Figure 2 plots the slow change in which bottom-up perceptual abilities and top-down lexical knowledge jointly shape L2 phonetic categorization of tone. In this figure “weak” pitch abilities are defined as having a threshold above the L2 group's mean (8.3 Hz); “strong” abilities indicate having a threshold below the L2 group's mean. Lexical knowledge represents knowledge of the target words' pinyin used for the continuum endpoints. Of note is the gradual and additive shift towards more “L1-like” tone category boundaries, steeper slopes, and the reduced variability (smaller error bars) across participants. This slow progression towards more categorical behavior mirrors that of adolescents [e.g., McMurray (2018)], suggesting experience with the target language affects categorization abilities. Interestingly, our results indicate that this progression in L2 learning may not necessarily be tied to L2 exposure—or at least self-reported passive exposure in the classroom as we measured it. For instance, an “advanced” learner who spent multiple years in an L2 classroom speaking only with the instructor and classmates may be less proficient than a “beginner” learner who only spent a few months in a classroom but speaks the L2 regularly with friends. A more nuanced measure of L2 use or active exposure may better capture this behavior.

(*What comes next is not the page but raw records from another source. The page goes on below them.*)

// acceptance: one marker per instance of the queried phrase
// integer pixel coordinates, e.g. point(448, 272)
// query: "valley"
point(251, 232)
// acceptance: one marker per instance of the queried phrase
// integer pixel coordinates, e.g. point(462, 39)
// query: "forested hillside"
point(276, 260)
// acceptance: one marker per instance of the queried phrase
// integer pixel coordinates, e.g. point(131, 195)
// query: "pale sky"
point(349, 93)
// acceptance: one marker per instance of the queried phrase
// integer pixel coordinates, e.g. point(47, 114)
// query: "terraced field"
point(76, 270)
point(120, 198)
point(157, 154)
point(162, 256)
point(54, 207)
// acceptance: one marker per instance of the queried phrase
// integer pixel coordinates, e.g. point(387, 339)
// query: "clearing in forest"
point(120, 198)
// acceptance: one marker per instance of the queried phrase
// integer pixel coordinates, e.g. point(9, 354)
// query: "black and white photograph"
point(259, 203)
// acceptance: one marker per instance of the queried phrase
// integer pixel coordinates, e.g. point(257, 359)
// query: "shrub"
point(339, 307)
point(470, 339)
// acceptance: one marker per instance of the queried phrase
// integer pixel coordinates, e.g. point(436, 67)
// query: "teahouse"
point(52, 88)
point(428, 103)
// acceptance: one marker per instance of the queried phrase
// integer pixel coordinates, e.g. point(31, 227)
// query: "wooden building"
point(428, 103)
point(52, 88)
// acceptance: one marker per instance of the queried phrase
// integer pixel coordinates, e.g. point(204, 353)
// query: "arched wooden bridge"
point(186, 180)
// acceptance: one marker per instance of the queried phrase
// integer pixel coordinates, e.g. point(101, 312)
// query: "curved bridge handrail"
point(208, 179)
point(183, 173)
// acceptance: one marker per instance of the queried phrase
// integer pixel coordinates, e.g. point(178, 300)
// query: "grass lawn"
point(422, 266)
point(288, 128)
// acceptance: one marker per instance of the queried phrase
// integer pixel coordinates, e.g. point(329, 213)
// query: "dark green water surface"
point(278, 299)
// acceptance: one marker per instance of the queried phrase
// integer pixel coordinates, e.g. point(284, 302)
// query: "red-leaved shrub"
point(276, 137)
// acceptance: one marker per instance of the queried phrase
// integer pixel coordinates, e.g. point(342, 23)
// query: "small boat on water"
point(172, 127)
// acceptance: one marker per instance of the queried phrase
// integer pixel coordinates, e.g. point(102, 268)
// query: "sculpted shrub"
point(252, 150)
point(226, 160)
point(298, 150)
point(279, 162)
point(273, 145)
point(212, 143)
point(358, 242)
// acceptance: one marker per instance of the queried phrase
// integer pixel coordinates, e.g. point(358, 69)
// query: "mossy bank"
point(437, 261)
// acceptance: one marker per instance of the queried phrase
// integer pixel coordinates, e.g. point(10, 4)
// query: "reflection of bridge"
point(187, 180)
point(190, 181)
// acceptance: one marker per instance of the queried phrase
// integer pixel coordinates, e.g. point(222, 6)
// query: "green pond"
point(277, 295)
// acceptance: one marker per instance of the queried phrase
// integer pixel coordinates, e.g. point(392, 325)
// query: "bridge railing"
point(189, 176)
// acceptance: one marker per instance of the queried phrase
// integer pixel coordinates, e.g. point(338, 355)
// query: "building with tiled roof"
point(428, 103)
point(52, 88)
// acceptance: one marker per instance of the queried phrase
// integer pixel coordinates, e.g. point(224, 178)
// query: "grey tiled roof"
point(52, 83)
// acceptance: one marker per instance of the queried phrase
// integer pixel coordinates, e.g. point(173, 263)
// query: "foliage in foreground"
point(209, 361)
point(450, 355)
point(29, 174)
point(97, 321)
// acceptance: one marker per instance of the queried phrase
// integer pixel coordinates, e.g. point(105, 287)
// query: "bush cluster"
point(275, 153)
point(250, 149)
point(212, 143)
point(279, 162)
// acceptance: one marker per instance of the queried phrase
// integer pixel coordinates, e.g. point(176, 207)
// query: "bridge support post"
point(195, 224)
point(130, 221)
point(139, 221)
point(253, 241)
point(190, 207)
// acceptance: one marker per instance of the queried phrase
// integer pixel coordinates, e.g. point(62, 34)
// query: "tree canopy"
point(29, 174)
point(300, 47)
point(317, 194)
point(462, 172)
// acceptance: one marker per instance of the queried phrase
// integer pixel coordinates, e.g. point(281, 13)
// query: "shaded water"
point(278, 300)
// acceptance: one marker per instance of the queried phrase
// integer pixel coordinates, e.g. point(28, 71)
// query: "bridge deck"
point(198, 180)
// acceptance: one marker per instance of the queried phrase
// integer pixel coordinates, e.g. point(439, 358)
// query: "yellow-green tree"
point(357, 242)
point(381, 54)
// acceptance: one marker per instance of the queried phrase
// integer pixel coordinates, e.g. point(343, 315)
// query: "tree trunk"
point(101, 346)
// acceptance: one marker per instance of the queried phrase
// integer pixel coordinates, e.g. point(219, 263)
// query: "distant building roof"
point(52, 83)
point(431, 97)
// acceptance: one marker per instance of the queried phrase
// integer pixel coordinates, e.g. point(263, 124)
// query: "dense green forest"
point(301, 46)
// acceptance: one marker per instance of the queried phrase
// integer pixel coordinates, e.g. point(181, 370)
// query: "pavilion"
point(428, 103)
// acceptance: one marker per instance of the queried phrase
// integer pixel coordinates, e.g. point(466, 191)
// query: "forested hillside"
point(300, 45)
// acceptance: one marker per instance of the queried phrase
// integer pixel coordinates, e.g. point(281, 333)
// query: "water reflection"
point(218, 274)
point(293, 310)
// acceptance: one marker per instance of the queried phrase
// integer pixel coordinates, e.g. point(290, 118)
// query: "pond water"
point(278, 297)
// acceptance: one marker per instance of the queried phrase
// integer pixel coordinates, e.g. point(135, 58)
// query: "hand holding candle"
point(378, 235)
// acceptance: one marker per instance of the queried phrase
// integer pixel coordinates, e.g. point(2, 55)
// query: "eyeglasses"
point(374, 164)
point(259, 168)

In conclusion, L2 perception of suprasegmental information can be modulated by non-phonetic, linguistic information. Lexical knowledge alone can be sufficient to shift tone categories. Listeners with better pitch perception abilities, however, tend to show steeper tone category slopes and more “L1-like” categorical behavior than listeners with weak pitch perception abilities. Lexical frequency/familiarity of the target word may also affect how much L2 tone categories shift, though additional data is needed to fully evaluate this claim.
We thank Rachel Theodore, Pamela Fuhrmeister, and an anonymous reviewer for their incredibly helpful comments and suggestions on earlier versions of this research.
We acknowledge the polyphone nature of the morpheme wei, but used this character as it was familiar to both L1 and L2 speakers and most often realized as wei2 in speech.